NVIDIA - the leading producer of H100 GPUs predominantly used to train AI models such as ChatGPT - has achieved remarkable success, earning over $30 billion in revenue in second quarter of 2024. The shipments of its H100 processes are projected to reach 2 million in 2024, much higher than its prediction of 500,000 units. But NVIDIA's production remains limited by its reliance on TSMC's 5nm process. Unverified reports say the company has chosen Intel to supply advanced packaging services for a portion of AI chip production, as TSMC struggles to meet the high demand for its own advanced packaging capabilities.
Specialized equipment shortages compound these challenges. Extreme ultraviolet lithography machines, essential for producing chips with dense circuits, are produced exclusively by ASML, creating additional constraints on scaling up production quickly.

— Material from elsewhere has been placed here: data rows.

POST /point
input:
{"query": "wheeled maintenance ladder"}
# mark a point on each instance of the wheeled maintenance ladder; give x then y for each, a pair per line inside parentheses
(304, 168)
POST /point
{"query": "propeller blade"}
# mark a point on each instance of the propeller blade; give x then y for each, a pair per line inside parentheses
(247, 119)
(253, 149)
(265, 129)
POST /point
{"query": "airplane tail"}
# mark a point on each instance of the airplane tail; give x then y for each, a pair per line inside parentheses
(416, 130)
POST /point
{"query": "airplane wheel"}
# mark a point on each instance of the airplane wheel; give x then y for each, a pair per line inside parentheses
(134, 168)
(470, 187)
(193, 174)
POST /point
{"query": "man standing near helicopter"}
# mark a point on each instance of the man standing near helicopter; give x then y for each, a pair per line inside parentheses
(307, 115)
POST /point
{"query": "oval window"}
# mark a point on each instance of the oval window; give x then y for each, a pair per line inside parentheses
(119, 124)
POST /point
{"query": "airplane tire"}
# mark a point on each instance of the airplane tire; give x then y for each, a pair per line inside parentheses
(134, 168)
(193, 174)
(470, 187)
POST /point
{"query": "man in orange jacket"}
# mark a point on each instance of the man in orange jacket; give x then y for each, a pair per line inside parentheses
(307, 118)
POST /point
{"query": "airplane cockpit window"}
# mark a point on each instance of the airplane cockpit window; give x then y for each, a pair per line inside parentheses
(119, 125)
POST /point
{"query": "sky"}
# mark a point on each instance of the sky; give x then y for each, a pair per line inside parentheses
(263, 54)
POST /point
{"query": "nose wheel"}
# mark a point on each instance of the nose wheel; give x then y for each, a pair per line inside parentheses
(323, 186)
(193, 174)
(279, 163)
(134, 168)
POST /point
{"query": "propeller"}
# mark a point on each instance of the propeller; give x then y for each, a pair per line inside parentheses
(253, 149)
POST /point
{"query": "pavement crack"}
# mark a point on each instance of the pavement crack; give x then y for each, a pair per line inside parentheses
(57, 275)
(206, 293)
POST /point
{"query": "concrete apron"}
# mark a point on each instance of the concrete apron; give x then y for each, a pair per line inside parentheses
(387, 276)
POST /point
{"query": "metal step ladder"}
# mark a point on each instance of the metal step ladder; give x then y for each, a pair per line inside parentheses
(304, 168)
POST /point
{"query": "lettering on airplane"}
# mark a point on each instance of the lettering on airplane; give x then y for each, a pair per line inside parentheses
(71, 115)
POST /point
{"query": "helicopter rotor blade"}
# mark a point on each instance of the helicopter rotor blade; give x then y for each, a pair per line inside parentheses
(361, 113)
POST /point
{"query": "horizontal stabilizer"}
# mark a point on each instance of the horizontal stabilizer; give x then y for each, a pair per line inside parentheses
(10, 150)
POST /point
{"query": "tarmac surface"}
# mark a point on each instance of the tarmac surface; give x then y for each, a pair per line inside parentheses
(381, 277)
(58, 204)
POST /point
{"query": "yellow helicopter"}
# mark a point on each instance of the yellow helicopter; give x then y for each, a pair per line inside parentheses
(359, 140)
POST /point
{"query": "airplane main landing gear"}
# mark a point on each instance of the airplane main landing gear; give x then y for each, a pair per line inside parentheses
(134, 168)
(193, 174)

But by now, companies have a playbook. The pandemic chip shortage underscored the semiconductor industry's need for resilience. The traditional "just-in-time" inventory model, which kept costs down but left manufacturers exposed to demand surges, proved untenable. In response, chipmakers are now pivoting to "just-in-case" inventory practices, keeping reserves of critical components to guard against future shortages, the Bain report showed. To keep pace with AI's demands, companies are investing in fabrication techniques, such as 3D chip stacking and silicon photonics, which enhance performance without relying on the most advanced lithography nodes.
With major players located in East Asia, the development of regional manufacturing hubs has become a priority for governments. President Joe Biden signed the CHIPS Act, injecting $52 billion into domestic semiconductor production, while Europe's Chips Act targets a 20% global production share by 2030. This localization push aims to build resilience, especially given heightened geopolitical tensions between the U.S. and China, which threaten to disrupt access to critical materials.
Intel's $20 billion Ohio facility is part of its plan to boost output and meet the growing demand for AI chips. TSMC is also expanding its U.S. footprint, with a $40 billion facility in Arizona geared toward manufacturing advanced AI components, while Samsung has committed $17 billion to a Texas-based fab, though these facilities will not reach full capacity before 2025.
The supply-crunch repercussions will be felt directly by enterprises looking to innovate. A chip shortage could slow down their projects in AI-driven analytics, automation and machine learning, potentially disrupting timelines for digital transformation. To mitigate these challenges, enterprises should diversify chip sourcing, prioritize strategic partnerships with key suppliers, adopt adaptive AI architectures that rely on multiple types of processors, and invest in cloud-based AI services to offset hardware limitations. This too, however, is short term.
With the promise of basking in dollars, chipmakers have a lot to gain from AI. But with a delicate supply chain and constantly evolving technologies, they can't afford to cut corners. The next few years will be crucial as chipmakers navigate the complexities of AI acceleration, with stakes higher than ever for an industry foundational to the digital economy.